Firstly, deep residual networks (ResNet) have demonstrated powerful performance in the field of image processing. By introducing residual connections, ResNet can effectively alleviate the problems of gradient vanishing and exploding during the training process of deep neural networks, enabling the network to learn deeper feature representations. In pupil recognition tasks, it is necessary to extract subtle and complex features from pupil images, and ResNet’s deep-level structure can precisely meet this requirement, especially variants such as ResNet101, whose deeper layers and more complex structures enable the network to capture more and more detailed feature information. Secondly, the attention mechanism has made important progress in the field of deep learning in recent years. It simulates the attention mechanism in the human visual system, enabling the network to focus more on important regions and features when processing images. In pupil recognition, the subtle changes and subtle inter-class differences in the pupil are the focus of attention. By introducing attention mechanisms, the network can focus more on these important changes when extracting features, thereby improving the accuracy and robustness of recognition. In addition, the combination of deep residual networks and attention mechanisms can fully leverage the advantages of both. ResNet provides powerful feature extraction capabilities, while attention mechanisms further enhance the network’s attention to important features. This combination not only improves the learning efficiency of the network, but also makes it more flexible and accurate in processing complex and varied pupil images. Finally, selecting these specific machine learning models and algorithms is also based on their performance in practical applications. In previous studies, deep residual networks and attention mechanisms have achieved significant results in multiple image processing tasks. Therefore, in the task of fine pupil recognition, these models and algorithms can also demonstrate excellent performance. In summary, selecting deep residual networks and attention mechanisms as the core components of the proposed method aims to capture subtle changes in the pupil, identify relatively weak inter-class changes, and extract more abstract and discriminative pupil features through their combination, thereby improving the accuracy and robustness of pupil recognition.

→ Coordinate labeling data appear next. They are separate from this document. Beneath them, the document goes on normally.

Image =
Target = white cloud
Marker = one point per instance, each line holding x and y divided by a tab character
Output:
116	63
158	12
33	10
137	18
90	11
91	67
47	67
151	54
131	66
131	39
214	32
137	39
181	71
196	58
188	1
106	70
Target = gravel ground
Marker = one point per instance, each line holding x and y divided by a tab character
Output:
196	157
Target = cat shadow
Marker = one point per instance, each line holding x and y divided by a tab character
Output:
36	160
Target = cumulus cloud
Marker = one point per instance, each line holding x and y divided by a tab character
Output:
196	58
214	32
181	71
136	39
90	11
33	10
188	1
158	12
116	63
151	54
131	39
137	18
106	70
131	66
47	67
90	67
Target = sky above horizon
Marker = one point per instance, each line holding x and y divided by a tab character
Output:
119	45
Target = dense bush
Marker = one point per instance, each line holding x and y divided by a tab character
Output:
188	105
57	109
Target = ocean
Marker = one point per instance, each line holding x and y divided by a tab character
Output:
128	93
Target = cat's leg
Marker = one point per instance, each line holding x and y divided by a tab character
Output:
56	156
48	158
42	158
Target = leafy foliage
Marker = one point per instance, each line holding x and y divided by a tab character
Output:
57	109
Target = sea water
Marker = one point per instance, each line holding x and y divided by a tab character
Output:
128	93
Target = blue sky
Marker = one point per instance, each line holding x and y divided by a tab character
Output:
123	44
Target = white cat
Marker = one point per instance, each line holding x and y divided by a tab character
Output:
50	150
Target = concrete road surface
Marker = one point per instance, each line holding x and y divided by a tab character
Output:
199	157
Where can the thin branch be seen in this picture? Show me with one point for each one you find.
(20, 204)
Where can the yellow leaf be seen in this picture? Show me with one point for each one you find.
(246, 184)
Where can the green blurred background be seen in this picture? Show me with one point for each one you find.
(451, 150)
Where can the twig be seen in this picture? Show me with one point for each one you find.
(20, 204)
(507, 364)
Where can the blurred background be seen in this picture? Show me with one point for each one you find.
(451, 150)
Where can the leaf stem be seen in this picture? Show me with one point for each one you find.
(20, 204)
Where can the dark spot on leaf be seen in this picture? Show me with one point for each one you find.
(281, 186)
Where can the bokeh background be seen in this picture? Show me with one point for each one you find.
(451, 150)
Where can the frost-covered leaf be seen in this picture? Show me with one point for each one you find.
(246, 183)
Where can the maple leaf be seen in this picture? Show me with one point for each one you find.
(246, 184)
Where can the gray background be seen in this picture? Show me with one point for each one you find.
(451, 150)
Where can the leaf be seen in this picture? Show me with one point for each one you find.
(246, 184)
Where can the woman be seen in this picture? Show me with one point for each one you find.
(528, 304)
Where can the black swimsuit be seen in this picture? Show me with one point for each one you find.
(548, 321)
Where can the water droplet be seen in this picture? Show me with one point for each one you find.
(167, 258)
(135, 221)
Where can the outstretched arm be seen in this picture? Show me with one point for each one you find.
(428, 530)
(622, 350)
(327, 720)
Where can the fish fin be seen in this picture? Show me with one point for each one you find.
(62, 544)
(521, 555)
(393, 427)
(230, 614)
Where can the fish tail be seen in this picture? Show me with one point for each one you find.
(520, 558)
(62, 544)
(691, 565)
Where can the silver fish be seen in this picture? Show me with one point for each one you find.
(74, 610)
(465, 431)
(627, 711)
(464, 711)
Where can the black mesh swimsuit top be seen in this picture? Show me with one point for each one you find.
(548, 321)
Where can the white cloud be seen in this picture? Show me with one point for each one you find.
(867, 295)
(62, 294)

The introduction of this paper outlines the research background and applications of pupil recognition technology, emphasizing the challenges encountered by current methods. Subsequently,
Section 2 details the proposed pupil refinement recognition method based on a deep residual network and attention mechanisms, covering the specific design and implementation of the ResNet101 network structure, channel attention module, and external attention module.
Section 3 presents the experimental evaluation, where the proposed method’s performance in terms of recognition accuracy, stability, and processing speed is analyzed and validated through comparative experiments. Finally,
Section 4 summarizes the findings and discusses potential future directions to further improve the accuracy and robustness of pupil recognition.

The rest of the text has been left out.